From 06 June 2016 11:45 until 10 June 2016 17:00
Categories: Sessions ISTA

Fr. Joseph d’Amécourt : La vertu de Religion dans la Summa theologiae de saint Thomas d’Aquin

Ce cours vise à permettre aux étudiants d’acquérir une bonne compréhension de la religion comme vertu. Saint Thomas est le premier théologien à traiter si longuement de la religion et à la considérer comme une vertu spécifiquement humaine. Cela signifie qu’il considère la pratique du culte intérieur et extérieur comme action appartenant proprement au bien humain. Ceci étant dit, il ne faut pas conclure trop rapidement que, pour saint Thomas, la rectitude de l’exercice du culte ne dépend pas de la grâce et de la foi.
Bibliographie : Augustin, De civitate Dei, L. X ; Thomas d’Aquin, Summa theologiae, IIa-IIae, q. 80-100.

Fr. Philippe-Marie Margelidon : Questions sur la théologie thomasienne de la prédestination

La prédestination ne fait pas recette et ne suscite guère l’intérêt de la théologie, à la différence des générations antérieures pour qui elle fut l’objet de controverses sans cesse reprises, jamais vraiment éteintes. C’était dont que l’enjeu est de taille.
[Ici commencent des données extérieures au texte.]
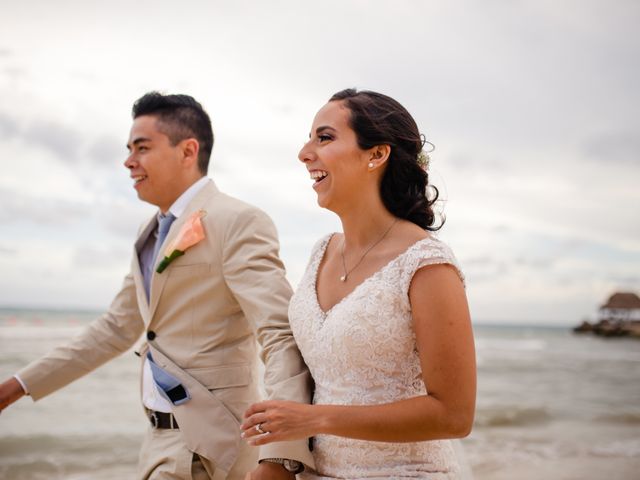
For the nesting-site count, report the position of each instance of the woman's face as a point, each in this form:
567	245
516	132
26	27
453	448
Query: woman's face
336	164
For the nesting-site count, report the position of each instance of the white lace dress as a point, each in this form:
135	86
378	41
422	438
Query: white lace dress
363	352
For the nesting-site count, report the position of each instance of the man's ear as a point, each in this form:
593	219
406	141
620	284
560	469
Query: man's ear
378	156
190	149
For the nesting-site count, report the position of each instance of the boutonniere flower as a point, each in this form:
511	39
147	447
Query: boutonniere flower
190	234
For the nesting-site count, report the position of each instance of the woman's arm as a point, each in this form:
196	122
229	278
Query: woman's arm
447	356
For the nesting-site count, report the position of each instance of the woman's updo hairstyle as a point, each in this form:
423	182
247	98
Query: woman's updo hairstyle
380	120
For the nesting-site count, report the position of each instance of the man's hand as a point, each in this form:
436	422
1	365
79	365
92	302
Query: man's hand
10	391
270	471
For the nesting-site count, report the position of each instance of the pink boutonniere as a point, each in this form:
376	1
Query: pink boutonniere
190	234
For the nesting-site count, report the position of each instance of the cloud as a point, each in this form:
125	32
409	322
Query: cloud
56	137
67	144
105	151
18	207
621	147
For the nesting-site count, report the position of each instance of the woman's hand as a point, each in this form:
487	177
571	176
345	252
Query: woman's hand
279	420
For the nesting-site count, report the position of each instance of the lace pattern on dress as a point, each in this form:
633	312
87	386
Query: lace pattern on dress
363	351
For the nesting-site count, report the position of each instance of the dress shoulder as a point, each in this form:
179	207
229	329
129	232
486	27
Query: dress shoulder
430	251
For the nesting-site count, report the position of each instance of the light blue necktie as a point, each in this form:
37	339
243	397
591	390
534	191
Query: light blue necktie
164	224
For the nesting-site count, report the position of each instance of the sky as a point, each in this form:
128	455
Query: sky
532	105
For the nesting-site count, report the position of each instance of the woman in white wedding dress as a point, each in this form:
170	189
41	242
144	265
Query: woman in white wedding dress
380	315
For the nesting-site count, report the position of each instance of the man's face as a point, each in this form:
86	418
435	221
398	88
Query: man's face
156	166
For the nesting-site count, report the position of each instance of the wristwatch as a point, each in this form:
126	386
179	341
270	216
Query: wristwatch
292	466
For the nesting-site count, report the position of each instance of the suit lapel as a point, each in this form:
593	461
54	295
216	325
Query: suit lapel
147	230
158	280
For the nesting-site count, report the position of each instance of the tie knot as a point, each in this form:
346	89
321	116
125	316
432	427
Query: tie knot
164	223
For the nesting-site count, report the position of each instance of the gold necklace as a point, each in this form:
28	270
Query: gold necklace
344	277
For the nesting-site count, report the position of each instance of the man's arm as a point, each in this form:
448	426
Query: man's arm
256	276
111	334
10	391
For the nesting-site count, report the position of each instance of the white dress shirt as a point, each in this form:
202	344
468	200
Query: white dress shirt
151	398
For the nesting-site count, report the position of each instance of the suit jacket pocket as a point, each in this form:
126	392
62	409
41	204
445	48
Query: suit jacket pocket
192	270
223	376
231	384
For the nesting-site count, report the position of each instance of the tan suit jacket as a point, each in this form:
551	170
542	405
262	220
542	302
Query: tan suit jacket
205	312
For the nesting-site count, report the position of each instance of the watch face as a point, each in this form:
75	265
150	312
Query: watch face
292	466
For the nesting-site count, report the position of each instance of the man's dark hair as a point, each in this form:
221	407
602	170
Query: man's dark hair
179	117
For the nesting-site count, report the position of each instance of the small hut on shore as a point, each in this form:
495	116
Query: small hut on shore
621	307
618	317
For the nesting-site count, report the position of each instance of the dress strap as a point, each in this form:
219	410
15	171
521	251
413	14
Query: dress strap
430	251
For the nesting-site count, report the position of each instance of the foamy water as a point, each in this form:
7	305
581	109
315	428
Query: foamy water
550	405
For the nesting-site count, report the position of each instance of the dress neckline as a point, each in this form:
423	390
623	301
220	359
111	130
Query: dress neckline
320	256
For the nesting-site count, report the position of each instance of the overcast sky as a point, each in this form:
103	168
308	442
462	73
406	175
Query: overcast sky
533	107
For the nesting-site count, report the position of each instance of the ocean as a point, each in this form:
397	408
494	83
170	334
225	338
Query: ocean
551	405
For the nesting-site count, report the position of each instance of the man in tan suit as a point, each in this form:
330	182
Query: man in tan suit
200	316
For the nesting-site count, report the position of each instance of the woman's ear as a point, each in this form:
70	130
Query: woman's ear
378	156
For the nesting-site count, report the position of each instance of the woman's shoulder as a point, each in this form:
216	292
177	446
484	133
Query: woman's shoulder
430	250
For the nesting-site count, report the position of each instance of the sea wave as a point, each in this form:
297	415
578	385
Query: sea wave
501	344
512	416
629	448
20	332
625	418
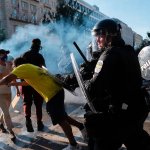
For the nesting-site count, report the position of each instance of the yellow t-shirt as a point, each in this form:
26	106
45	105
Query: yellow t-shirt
39	79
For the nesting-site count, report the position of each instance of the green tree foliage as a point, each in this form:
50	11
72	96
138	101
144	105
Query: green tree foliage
145	42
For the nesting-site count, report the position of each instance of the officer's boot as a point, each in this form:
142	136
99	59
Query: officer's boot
29	125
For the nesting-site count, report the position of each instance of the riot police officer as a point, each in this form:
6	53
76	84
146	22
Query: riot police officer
115	90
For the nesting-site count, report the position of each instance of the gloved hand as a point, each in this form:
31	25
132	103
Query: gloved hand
87	69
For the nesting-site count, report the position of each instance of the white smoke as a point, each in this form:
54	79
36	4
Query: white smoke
52	37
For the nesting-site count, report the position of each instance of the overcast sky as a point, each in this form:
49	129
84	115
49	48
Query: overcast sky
135	13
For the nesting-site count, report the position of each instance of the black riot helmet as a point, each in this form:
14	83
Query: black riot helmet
107	27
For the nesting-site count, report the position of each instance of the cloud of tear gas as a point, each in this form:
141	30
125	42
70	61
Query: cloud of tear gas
53	36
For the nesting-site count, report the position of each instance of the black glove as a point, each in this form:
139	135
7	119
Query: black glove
87	69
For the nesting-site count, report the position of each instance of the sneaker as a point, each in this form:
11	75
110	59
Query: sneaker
2	128
29	125
40	126
84	134
71	147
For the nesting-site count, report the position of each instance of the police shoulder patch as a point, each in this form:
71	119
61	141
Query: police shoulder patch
98	66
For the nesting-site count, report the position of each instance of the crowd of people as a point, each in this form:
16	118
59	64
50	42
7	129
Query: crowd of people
113	81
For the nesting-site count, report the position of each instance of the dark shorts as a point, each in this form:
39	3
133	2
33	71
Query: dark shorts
56	109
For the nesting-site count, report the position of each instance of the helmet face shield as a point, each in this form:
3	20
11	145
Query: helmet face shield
98	32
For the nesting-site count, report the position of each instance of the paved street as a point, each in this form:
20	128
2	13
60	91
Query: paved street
52	138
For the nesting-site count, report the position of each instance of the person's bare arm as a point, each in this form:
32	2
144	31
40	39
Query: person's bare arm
7	79
22	83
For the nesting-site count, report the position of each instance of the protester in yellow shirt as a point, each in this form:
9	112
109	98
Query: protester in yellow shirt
52	92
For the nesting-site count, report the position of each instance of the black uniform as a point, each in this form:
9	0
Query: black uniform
116	92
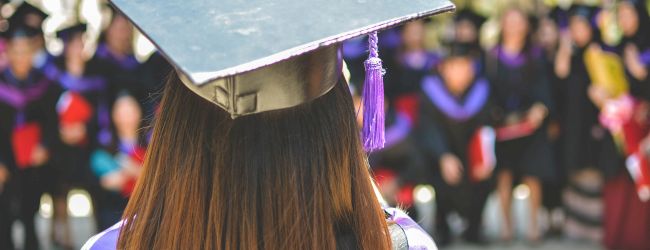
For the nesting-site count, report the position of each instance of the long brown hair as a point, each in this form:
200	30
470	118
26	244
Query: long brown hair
288	179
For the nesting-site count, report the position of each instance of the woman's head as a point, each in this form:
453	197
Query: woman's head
287	179
20	52
515	25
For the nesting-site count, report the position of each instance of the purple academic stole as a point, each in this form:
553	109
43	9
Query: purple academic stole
438	94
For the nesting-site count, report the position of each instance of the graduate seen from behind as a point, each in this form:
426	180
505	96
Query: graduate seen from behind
256	144
454	135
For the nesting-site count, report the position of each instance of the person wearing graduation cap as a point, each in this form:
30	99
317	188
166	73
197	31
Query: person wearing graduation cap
626	224
256	144
29	124
588	147
33	17
455	112
116	59
84	124
522	102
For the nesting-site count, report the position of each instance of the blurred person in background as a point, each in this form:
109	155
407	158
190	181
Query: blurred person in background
454	109
33	17
116	59
28	124
627	210
414	62
587	147
84	124
521	92
118	165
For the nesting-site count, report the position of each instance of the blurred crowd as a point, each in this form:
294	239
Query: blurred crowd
74	120
551	94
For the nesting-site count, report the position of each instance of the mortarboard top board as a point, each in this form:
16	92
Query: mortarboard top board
68	32
30	15
229	43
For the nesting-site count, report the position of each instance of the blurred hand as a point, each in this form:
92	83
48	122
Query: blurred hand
451	169
39	156
633	62
536	114
597	94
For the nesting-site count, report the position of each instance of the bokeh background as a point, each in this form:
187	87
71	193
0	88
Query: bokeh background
510	124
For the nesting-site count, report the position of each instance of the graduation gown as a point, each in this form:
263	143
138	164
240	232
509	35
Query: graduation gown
446	126
27	108
518	82
72	162
586	142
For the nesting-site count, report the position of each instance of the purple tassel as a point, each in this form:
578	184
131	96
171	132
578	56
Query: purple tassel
373	99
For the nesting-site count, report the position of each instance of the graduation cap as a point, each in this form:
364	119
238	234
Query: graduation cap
69	32
17	28
254	56
471	16
30	15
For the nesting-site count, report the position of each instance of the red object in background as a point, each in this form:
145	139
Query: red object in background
515	130
405	196
481	152
626	220
25	139
73	108
637	166
137	156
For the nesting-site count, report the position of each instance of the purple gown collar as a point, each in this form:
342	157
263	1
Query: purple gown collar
128	63
438	94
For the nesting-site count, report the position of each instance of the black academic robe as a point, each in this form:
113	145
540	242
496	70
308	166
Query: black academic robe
441	130
71	162
518	82
25	102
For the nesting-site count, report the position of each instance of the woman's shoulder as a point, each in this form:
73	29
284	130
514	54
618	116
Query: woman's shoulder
106	240
409	235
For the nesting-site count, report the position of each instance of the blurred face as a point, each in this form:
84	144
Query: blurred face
580	29
74	48
127	115
466	32
413	35
119	35
458	73
628	19
514	25
20	52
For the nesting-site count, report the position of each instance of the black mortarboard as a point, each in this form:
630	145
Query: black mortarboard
253	56
208	40
66	33
29	15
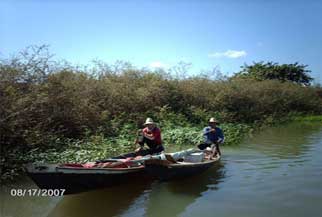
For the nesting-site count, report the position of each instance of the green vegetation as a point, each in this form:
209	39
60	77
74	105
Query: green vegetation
55	112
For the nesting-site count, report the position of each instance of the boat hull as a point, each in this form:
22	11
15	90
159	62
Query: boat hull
75	181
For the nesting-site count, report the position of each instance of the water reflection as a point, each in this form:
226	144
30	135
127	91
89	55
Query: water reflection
106	202
172	198
284	141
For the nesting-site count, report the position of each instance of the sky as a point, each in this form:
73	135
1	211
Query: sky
225	34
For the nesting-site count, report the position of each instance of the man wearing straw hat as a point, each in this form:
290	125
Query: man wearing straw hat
150	135
213	136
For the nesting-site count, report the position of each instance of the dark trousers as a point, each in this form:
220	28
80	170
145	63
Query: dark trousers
153	147
203	146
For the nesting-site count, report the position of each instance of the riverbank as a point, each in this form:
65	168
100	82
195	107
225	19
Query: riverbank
61	113
98	146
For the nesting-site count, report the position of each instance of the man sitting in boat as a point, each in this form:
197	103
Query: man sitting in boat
150	135
213	136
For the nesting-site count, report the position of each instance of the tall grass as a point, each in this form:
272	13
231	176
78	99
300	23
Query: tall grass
49	107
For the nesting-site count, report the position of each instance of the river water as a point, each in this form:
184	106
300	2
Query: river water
277	172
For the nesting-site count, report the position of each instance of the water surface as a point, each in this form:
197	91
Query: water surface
278	172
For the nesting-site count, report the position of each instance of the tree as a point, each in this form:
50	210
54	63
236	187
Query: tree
273	71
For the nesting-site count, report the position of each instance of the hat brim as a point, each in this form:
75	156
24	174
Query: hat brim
216	122
149	123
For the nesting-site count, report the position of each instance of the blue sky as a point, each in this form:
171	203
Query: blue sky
160	33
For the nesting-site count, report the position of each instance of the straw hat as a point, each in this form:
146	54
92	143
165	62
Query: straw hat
149	121
213	120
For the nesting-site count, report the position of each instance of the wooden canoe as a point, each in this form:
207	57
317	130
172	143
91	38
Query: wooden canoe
76	180
166	170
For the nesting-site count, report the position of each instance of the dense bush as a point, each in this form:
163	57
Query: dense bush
49	107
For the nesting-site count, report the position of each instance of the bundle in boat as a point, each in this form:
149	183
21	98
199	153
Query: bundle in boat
180	164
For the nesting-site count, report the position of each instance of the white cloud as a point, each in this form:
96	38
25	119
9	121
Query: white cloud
157	64
259	44
229	54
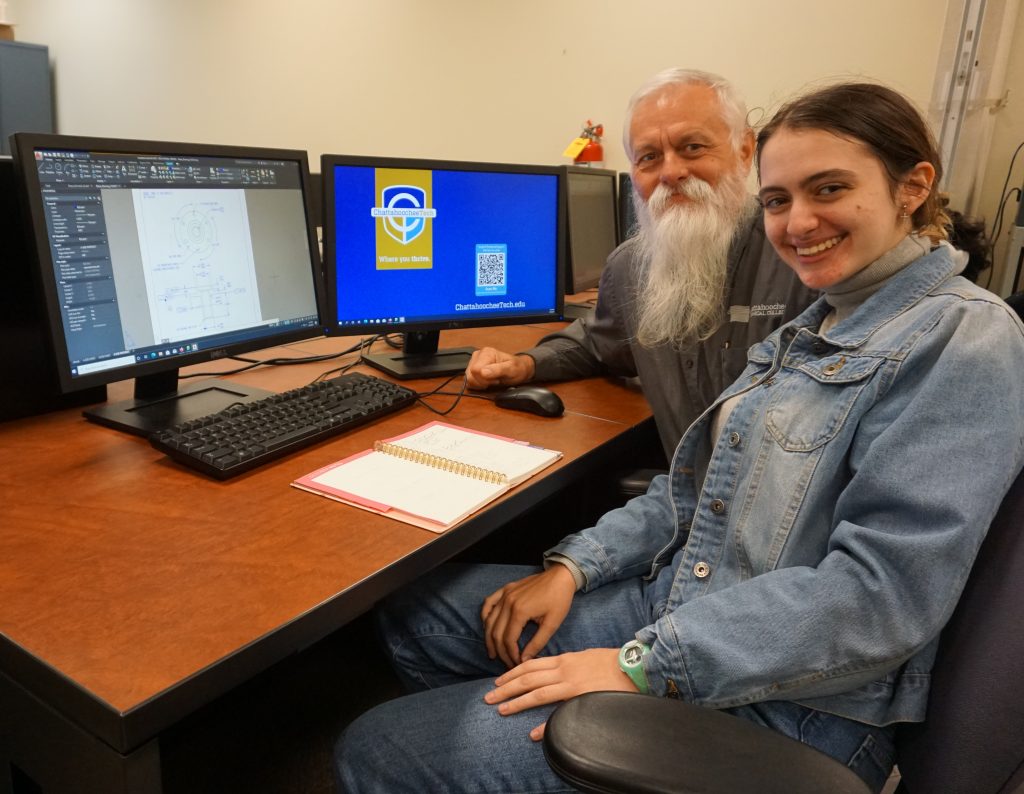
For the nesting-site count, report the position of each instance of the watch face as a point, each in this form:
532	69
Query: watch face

La théologie de saint Thomas n’est pas épargnée par cette désaffection et on ne l’aborde, à juste titre, qu’avec prudence, et parfois inquiétude. Le dossier est passablement délicat et embrouillé, c’est pourquoi il convient de tirer au clair certaines questions qui s’avèrent, à la réflexion, essentielles et capitales pour la foi. En définitive, il s’agit de l’accomplissement du dessein providentiel de Dieu dans l’histoire, de sa volonté universelle de salut, de la vocation de l’homme à la sainteté et, corrélativement, du risque troublant et certain de la perdition éternelle.
Ce cours propose d’examiner les textes de saint Thomas dans le De veritate q. 6, et dans la Somme de théologie, Prima Pars, q. 23-24, d’en dégager les lignes directrices, d’en souligner les difficultés, les éventuelles manques et les points forts. Cette doctrine, si étrange et étrangère à nos esprits, se révèle fondamentale et éclairante pour comprendre, dans la lumière de la Révélation et de la foi, la hauteur, la longueur et la profondeur de l’amour de Dieu pour les hommes.
Textes dont il convient de se munir pour le cours et que l’on trouve facilement sur Internet : De veritate q. 6, l’édition de J.-P. Torrell, est à recommander ; Somme de théologie, Ia, q. 23-24, l’édition du Cerf de 1980 annotée par J.-H. Nicolas est très utile, même si la traduction est parfois déficiente. On ne saurait qu’encourager les étudiants à lire Blaise Pascal, Les écrits sur la grâce, (édition de Jean Mesnard, 1993) : ils donnent toute la mesure et la profondeur requises à la question disputée de la prédestination.